Some Practical Suggestions For Dealing With Client Feedback
There are also some practical considerations I'd like to suggest that can make this whole part of the job easier;
- If you've just pulled 7 straight all-nighters living on Red Bull and you've not seen your family in an effort get the project finished then put a little space between your submission and the feedback. You'll be drained and in no position to either take or respond to even minor client niggles.
- Don't read client feedback before you go to bed, or before a day or weekend off. One of my team emailed me yesterday having been up all night with the client feedback running through his head, the email was sent at around 3am. That's not good for anyone.

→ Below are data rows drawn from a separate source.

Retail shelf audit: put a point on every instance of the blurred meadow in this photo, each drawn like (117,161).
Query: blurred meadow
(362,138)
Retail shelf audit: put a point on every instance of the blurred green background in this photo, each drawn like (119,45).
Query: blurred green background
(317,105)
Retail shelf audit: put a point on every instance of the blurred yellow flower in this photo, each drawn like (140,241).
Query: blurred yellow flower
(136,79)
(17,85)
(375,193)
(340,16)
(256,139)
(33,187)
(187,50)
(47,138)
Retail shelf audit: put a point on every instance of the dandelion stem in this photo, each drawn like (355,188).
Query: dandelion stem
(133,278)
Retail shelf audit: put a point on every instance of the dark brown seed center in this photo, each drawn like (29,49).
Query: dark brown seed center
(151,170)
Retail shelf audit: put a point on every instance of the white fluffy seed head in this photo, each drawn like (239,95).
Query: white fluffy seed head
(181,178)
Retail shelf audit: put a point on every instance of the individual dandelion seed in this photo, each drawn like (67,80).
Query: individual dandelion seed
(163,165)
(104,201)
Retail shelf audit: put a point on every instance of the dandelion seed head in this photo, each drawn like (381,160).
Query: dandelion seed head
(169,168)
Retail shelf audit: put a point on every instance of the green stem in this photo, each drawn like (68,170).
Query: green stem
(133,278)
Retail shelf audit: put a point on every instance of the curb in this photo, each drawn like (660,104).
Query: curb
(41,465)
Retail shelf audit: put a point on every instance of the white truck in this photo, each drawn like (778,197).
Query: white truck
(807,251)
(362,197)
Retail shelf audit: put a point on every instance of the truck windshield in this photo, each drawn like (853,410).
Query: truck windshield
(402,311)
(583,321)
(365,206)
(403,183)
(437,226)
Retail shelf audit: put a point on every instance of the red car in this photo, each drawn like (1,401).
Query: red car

- If you can get a second opinion on the feedback from a colleague or a trusted friend, but not your Mum or partner. They think the sun shines out your ass and will just tell you not to listen to the horrible client while rubbing your hair and offering you an ice cream. I work most of the time on my own, I do have a team, but they are scattered around the globe so on most occasions I'll call up Mike Thornton and ask his opinion. I guess that about 50% of the time he says that the feedback is valid. If not then we talk it through and he helps me to consider how to respond without burning my bridges.
- I'd suggest that the best way to work this stuff out is by phone, often your amends will arrive by email but if there's something contentious, a phone call is always a better way to deal with it. I've come to the conclusion that quite a lot of us come across worse in emails and in written form than when we speak by voice. That may just be the nature of the medium, but I prefer conversations over emails any day. I had a team member once who was really decent in person and on the phone but the moment they took to the written word they came across in an entirely different way. I'm sure all of those who hate my writing would want to marry me if they met me in person... but then again perhaps not.
- Which leads me to my final sanity saver, don't allow this stuff to get personal. Not liking your work and not liking you are not the same thing. We are doing a job, and we need to be able to detach our work from our self-worth. Otherwise, you'll be miserable. That's the one thing I can say does get easier, but only if we manage to firewall our hearts.
No one likes being criticised, but when you make your living from your craft, then you have to accept that it is part of the terrain. As part of my role, I also have to give feedback to those working for me on projects, and I can guarantee that the people I continue to work with are the ones who handle it well. You might be a creative genius but if you are also a pain in the arse then don't expect too much work to come your way, being easy to work with is a strength worth cultivating.
What about you? Do you have any advice for dealing with this stuff? We would love to hear your strategies for making this part of the creative process better.
In the meantime, if you think you are the only one who has to deal with this kind of stuff, then you are not, it's par for the course. Find a way to make it work for you before it breaks you and your business.